When Somebody's Mad at You
Posted February 17, 2008 9:58 PM
Does it bother you when people get angry at you? That's sure the case for me. While I don't care what people think of me as much as I used to, I still am jarred when people raise their voice at me or send a ferocious email. My whole body goes into "freeze" mode. My heart beats faster, the muscles in my shoulders and belly become tense, and I get still (freeze). In my mind, I'm either justifying whatever I did that upset them, recognizing I need to apologize for something, or noticing (with compassion) that they're experiencing stress that is making them irrational. No matter what my mind does with this attack, my body goes into survival mode. I'm "frozen." I'm not feeling safe, and my nervous system is equipping me with defenses ("freezing" so I appear dead already or go unnoticed). It's an instinctive response that's as ancient as cave people freezing or running to escape the attacks of hungry animals.
What my body needs at this point is reassurance of safety. It does not need alcohol or food, busyness, or some other distraction to quiet down my agitated internal state or to melt my frozen exterior. It needs compassionate reassurance and a redirection of the surge of energy that is pumping through my system.
When a child is upset because a big, barking dog jumped on the child, a loving adult nearby will be quick to hold that child, possibly rocking the child and promising protection - doing some kind of soothing activities to let that the child know that these fears are understood and to help the child restore inner equilibrium.
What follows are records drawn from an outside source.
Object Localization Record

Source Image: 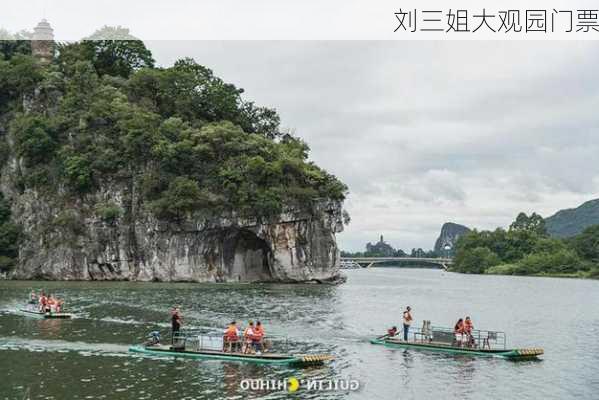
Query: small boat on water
[129,332,333,367]
[370,326,544,361]
[19,308,73,319]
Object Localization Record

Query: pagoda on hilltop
[31,19,54,65]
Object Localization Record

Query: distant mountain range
[435,222,470,254]
[545,199,599,238]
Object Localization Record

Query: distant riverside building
[366,235,395,257]
[31,19,54,64]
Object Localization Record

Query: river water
[0,268,599,400]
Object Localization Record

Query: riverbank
[0,268,599,400]
[482,264,599,279]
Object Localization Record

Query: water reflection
[0,268,599,400]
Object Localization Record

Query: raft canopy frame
[129,330,334,366]
[412,326,507,350]
[378,325,544,360]
[171,329,291,352]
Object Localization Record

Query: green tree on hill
[0,31,347,234]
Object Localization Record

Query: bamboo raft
[129,345,333,366]
[370,327,544,361]
[129,332,334,367]
[19,308,73,319]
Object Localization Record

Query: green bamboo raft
[19,308,73,319]
[129,345,333,367]
[370,327,544,361]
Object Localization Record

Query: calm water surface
[0,268,599,400]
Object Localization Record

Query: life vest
[252,326,264,340]
[453,322,464,333]
[464,319,474,333]
[225,325,238,341]
[243,326,254,339]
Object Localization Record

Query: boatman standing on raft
[171,306,183,344]
[403,306,413,342]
The same type of response is helpful for us as adults. When under attack, we want someone to understand our terror and anxiety, and our body needs to recalibrate to its normal state. Unlike children, most of us don't have anyone around who will hold or rock us when someone raises their voice at us or sends a stinging email. But we can turn to the compassionate "adult" inside ourselves. That adult reassurance can be expressed in several ways.
First, using soothing words can be helpful. I sometimes say to myself - with heartfelt feeling, "Pat, I'm here for you. No matter what anyone else says or does, I'll take care of you." My inner parent is soothing the scared kid in me. But more than words may be required. Self-rocking, for example, can be very soothing. So can giving "voice" to the stressful feelings, and gradually shifting into empowering language. That voice may show up as words, or it could take the form of movement or sound. I know for myself that it's easy to stay stuck in the "freeze" state, and reassuring self-talk alone isn't always enough to free up the suppressed but intense energy that has bubbled up inside me. So, I may say something like, "I'm scared that so-and-so will run over me, but my feet are firmly planted." I'll get my whole body involved, at first putting my hands up in front of me and backing away to acknowledge the fear, but then stopping to breathe deeply and reconnect with my center, my inner source of power, by straightening my spine, for example, and bringing more volume to my words. I may add, "And I have a right be here" and repeat it several times. The words are important, but getting the whole body involved makes a big difference. I may walk around, life my head up high, stick out my chest - whatever feels like a way of reclaiming my sense of security and safety.
Try this for yourself the next time someone expresses anger toward you. As soon as you can retreat to a safe place, take a moment to acknowledge your feelings and then reclaim your power in some physical way. Then you won't be carrying around the residual of the frightened, angry, resentful feelings in the days ahead. You will have set yourself free.